I am about a day away from listing the interface I have to free up some cash. It's pretty basic and worked fine for me, it's been sat in its box for about a year so should go to someone who will use it. It's ex-Capt. Black so hopefully he sees this and can chip in with some info and hopefully advice on a fair price!
#650379
I should mention if you're using a mic they don't clip on the inputs, it's only if you plug a guitar in direct...
#650401
Brilliant! Thanks for all the input. I will definitely try out Reaper - think I was getting ahead of myself with PT!

Thewilltopowerrock wrote:I am about a day away from listing the interface I have to free up some cash. It's pretty basic and worked fine for me, it's been sat in its box for about a year so should go to someone who will use it. It's ex-Capt. Black so hopefully he sees this and can chip in with some info and hopefully advice on a fair price!


I would certainly be interested - what is it?
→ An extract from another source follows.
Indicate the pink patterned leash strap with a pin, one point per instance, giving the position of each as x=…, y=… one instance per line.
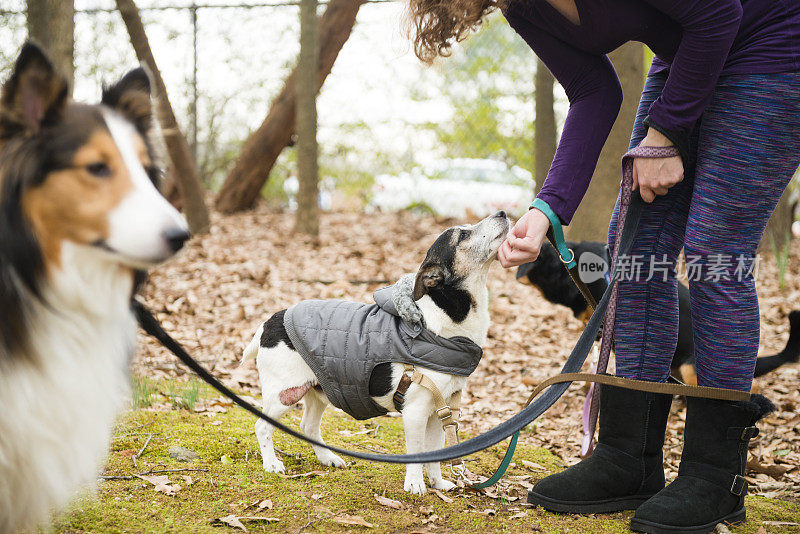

The Scarlett 2i4 on TM is now up to $72 with another 6 days to go, so it may get beyond me (I don't really want to spend too much more than $100).
#650403
benderissimo wrote:Best bet would be to get Reaper, a basic audio interface, a microphone (and stand and cable) and some headphones and then just get stuck in with your existing computer.


I think this is pretty much going to be the plan. Is there any reason to get some basic monitors? I'm inclined to think not - I'm happy with headphones. No-one else is going to be listening!
#650406
This thread has been very informative - thanks dudes. We've moved into our brand new house (redundancy woes are now behind us) and I have my own muso room - so I'm thinking about getting into home recording properly instead of the shit way (recording into a Ditto looper or something and transferring to PC).